American Sniper: la recensione di Barbara Monti

Chris Kyle, originario del Texas, è cresciuto nella convinzione – trasmessagli dal padre – che al mondo vi siano tre categorie di persone: i lupi, le pecore e i cani da pastore.
Quando l’11 settembre 2001 Kyle vede in televisione l’attentato alle Torri Gemelle capisce immediatamente di appartenere alla terza categoria, e va ad arruolarsi nelle Navy SEALs (le Forze per Operazioni Speciali della Marina degli Stati Uniti).
La mira infallibile di Kyle fa sì che venga inviato in missione in Iraq in qualità di cecchino, guadagnandosi il soprannome di “Leggenda” per via dell’elevato numero di vittime collezionato.
L’incapacità di Kyle di riadattarsi alla quotidianità una volta tornato a casa creerà tra lui e la sua famiglia una distanza sempre più grande.

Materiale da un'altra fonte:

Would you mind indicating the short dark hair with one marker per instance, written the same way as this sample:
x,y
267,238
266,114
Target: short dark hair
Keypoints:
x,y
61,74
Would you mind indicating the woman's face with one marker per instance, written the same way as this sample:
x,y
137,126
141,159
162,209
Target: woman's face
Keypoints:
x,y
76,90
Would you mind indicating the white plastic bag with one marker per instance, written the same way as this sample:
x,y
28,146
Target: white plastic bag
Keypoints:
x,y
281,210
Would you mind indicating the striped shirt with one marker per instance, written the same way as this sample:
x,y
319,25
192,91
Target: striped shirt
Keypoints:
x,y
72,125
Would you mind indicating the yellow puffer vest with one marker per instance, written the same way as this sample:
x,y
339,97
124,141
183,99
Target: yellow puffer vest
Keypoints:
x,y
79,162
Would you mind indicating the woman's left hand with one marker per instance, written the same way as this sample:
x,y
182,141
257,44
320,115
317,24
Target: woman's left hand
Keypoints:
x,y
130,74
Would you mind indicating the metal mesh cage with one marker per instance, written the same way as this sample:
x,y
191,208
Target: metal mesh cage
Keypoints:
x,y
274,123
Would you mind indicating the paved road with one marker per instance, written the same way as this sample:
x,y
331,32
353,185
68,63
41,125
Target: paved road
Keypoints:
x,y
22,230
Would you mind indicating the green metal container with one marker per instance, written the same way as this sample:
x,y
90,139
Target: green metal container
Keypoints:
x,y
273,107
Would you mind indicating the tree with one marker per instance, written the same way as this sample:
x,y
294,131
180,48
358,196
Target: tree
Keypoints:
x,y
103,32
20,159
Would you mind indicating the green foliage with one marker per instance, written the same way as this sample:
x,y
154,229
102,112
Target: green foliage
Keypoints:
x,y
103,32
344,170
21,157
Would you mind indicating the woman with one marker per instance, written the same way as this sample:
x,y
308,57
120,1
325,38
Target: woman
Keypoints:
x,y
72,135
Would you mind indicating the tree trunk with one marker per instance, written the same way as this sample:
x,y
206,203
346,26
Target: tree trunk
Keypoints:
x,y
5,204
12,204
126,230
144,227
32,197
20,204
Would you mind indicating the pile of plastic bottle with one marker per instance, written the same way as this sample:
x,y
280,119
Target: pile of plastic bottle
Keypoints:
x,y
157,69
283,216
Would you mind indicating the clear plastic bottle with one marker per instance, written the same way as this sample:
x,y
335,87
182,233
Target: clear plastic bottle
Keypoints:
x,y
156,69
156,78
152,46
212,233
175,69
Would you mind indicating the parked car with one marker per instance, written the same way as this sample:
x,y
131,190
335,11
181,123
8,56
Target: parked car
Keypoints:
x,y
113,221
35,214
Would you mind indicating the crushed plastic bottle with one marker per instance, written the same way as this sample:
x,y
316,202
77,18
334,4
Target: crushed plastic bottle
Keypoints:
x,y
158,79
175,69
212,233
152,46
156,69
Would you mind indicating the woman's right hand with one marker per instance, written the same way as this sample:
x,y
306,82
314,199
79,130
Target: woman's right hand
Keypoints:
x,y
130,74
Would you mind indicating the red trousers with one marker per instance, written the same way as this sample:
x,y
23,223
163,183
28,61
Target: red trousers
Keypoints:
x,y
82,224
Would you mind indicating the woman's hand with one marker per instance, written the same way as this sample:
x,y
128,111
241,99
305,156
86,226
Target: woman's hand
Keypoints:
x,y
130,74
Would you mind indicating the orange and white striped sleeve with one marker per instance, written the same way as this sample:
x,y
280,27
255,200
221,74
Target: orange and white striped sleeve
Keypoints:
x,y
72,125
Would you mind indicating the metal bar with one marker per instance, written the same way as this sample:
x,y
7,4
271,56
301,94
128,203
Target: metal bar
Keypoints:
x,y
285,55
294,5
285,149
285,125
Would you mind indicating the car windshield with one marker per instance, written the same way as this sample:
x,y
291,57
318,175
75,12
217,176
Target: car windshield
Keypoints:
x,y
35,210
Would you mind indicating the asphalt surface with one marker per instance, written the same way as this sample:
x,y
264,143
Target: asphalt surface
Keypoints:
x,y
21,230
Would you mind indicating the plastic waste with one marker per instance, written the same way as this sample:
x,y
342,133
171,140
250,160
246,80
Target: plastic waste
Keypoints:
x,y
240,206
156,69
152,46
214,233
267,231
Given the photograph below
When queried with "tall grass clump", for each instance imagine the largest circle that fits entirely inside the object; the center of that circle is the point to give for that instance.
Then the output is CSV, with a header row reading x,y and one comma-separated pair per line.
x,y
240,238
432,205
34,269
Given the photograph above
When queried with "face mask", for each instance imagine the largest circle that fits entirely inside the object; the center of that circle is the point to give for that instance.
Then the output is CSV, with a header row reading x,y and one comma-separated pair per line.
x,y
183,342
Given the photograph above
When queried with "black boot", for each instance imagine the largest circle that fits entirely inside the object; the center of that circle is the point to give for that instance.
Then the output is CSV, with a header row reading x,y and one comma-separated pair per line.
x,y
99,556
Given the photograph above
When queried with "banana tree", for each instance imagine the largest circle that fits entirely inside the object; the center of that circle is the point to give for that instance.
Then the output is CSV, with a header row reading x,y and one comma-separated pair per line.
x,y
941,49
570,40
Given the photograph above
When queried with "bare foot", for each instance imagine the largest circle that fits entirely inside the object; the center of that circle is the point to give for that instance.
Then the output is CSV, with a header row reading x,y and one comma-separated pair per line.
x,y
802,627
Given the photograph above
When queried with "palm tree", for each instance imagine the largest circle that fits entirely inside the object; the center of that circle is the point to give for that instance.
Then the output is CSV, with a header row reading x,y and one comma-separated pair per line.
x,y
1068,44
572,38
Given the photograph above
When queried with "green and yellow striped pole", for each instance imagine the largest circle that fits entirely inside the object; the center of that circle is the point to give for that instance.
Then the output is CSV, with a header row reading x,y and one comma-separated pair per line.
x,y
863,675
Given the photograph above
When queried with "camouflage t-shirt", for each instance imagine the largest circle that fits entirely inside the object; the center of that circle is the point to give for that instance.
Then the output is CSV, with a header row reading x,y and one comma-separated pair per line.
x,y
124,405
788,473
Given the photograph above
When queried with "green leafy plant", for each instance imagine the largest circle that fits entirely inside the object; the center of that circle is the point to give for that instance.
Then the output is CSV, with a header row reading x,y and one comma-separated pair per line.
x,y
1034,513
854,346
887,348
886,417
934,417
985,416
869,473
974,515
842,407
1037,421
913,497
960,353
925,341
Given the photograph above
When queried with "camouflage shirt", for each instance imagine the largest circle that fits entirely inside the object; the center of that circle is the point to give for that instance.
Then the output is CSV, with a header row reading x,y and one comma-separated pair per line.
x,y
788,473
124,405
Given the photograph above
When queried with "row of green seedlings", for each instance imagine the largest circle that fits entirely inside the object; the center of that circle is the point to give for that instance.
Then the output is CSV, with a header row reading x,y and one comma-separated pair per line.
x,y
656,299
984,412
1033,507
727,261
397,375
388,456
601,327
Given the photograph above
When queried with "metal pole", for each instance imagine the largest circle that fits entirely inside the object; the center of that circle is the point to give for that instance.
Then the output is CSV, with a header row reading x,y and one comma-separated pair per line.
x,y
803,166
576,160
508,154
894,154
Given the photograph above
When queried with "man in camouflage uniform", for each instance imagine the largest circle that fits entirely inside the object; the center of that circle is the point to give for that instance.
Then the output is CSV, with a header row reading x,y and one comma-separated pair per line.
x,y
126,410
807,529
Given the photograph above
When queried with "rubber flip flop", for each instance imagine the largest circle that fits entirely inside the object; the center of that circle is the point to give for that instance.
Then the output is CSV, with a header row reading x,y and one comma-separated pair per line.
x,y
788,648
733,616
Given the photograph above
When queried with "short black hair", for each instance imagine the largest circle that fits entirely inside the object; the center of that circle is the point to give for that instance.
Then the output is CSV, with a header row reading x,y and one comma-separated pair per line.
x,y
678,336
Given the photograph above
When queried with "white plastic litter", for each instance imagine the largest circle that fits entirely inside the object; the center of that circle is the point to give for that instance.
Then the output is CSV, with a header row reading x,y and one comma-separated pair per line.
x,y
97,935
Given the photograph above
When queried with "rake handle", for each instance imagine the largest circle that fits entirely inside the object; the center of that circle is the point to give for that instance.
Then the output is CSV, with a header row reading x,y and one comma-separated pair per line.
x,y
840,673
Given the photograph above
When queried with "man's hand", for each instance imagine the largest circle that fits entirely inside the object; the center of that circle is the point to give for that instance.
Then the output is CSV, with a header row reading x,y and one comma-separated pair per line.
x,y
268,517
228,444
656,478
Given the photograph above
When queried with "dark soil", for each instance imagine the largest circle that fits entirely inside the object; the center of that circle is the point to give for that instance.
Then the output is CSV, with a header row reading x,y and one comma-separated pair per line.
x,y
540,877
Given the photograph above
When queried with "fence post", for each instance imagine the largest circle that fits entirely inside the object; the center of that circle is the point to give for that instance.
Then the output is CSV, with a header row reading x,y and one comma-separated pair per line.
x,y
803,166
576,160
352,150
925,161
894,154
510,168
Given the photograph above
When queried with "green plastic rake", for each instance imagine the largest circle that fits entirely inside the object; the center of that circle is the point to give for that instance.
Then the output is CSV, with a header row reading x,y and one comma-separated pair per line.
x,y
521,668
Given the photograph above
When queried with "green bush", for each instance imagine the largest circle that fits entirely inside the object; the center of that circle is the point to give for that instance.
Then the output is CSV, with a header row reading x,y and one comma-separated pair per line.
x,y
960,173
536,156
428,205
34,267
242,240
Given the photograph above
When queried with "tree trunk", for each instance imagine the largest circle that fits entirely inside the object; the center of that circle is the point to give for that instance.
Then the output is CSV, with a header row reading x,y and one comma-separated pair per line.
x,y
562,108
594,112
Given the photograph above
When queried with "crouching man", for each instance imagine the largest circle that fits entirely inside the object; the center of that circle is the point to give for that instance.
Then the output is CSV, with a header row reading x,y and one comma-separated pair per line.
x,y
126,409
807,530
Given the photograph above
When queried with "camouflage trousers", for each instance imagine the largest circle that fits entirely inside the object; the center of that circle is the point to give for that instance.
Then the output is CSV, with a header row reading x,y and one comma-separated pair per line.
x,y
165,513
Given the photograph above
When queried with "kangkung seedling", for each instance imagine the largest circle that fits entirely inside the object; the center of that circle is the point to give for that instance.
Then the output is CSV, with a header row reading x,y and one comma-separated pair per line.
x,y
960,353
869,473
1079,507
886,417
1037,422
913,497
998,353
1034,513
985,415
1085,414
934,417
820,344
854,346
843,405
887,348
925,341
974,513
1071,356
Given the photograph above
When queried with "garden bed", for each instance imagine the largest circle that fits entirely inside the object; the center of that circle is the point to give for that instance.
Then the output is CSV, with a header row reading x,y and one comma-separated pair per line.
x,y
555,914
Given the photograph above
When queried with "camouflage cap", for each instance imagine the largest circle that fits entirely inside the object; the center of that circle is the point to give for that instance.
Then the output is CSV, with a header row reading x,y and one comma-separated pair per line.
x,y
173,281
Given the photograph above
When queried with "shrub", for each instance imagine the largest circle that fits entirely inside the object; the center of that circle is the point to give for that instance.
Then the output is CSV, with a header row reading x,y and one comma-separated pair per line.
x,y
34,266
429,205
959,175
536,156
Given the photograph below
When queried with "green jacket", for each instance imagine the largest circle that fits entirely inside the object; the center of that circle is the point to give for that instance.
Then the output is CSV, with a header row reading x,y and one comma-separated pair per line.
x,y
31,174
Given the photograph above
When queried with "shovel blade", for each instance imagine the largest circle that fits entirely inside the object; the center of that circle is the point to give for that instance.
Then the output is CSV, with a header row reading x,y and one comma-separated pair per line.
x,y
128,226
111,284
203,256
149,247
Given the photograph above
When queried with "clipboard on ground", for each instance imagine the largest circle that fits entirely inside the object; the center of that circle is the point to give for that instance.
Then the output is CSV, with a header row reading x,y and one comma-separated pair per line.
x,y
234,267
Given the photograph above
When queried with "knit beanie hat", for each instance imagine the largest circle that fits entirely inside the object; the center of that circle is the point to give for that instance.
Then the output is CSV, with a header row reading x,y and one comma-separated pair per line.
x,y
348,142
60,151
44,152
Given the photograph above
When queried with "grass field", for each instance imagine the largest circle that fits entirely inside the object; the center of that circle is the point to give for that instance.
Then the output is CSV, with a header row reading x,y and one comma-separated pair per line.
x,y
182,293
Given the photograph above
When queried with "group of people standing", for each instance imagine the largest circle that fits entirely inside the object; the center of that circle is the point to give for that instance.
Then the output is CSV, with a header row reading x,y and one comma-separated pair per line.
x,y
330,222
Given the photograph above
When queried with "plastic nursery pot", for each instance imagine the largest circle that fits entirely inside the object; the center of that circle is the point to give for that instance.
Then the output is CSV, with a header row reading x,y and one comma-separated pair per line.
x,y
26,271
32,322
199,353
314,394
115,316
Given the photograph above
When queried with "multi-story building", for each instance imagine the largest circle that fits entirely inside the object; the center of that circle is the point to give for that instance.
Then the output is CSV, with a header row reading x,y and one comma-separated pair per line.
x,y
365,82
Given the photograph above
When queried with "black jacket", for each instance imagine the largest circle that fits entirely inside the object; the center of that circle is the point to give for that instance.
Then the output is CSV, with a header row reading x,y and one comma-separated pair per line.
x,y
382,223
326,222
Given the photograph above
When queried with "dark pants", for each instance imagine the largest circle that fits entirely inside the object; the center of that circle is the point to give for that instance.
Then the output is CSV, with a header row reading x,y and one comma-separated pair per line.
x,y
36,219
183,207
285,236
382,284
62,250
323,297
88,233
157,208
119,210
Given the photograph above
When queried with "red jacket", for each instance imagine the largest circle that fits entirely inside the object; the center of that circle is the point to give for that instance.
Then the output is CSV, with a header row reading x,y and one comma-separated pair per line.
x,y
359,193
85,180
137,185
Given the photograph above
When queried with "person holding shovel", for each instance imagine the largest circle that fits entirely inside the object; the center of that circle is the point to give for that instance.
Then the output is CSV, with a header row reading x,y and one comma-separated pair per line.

Clint Eastwood con American Sniper si rifa’ all’omonima autobiografia di Chris Kyle, il cecchino americano più famoso del mondo. Il film è stato preceduto da un lancio pubblicitario studiato ad hoc: non il classico trailer composto da una serie di sequenze, ma un’unica sequenza di grande impatto, interrotta proprio nel momento di massima tensione. Eastwood sa bene come tenere lo spettatore col fiato sospeso e con American Sniper lo fa egregiamente.
L’azione si svolge per la maggior parte in Iraq, ed è proprio qui che il regista si dimostra abilissimo nel costruire la suspanse (magistrale la scena della tempesta di sabbia). Il ritmo è serrato, la cinepresa ci mostra lo sguardo di Kyle: guardiamo nel mirino con lui, tratteniamo il respiro e… spariamo. Perché se c’è una cosa della quale possiamo stare certi è che il cecchino farà il suo dovere, sempre. Anche se dall’altra parte del mirino c’è una donna o un bambino: è il prezzo da pagare per svolgere il suo compito, ossia salvare i propri compagni dal nemico iracheno.
L’uscita del film, com’era prevedibile, ha provocato una netta divisione tra i pareri della critica: da una parte coloro che accusano ferocemente Eastwood di eccessivo patriottismo, dall’altra quelli che invece vedono in American Sniper diverse sfumature di significato.
Il regista ha realizzato un film che racconta la guerra dal punto di vista di un cecchino americano: è indubbio che il nemico sia l’iracheno e che il suo punto di vista non sia affrontato. Ciò nonostante, ridurre il film ad un atto propagandistico e guerrafondaio appare quantomeno superficiale.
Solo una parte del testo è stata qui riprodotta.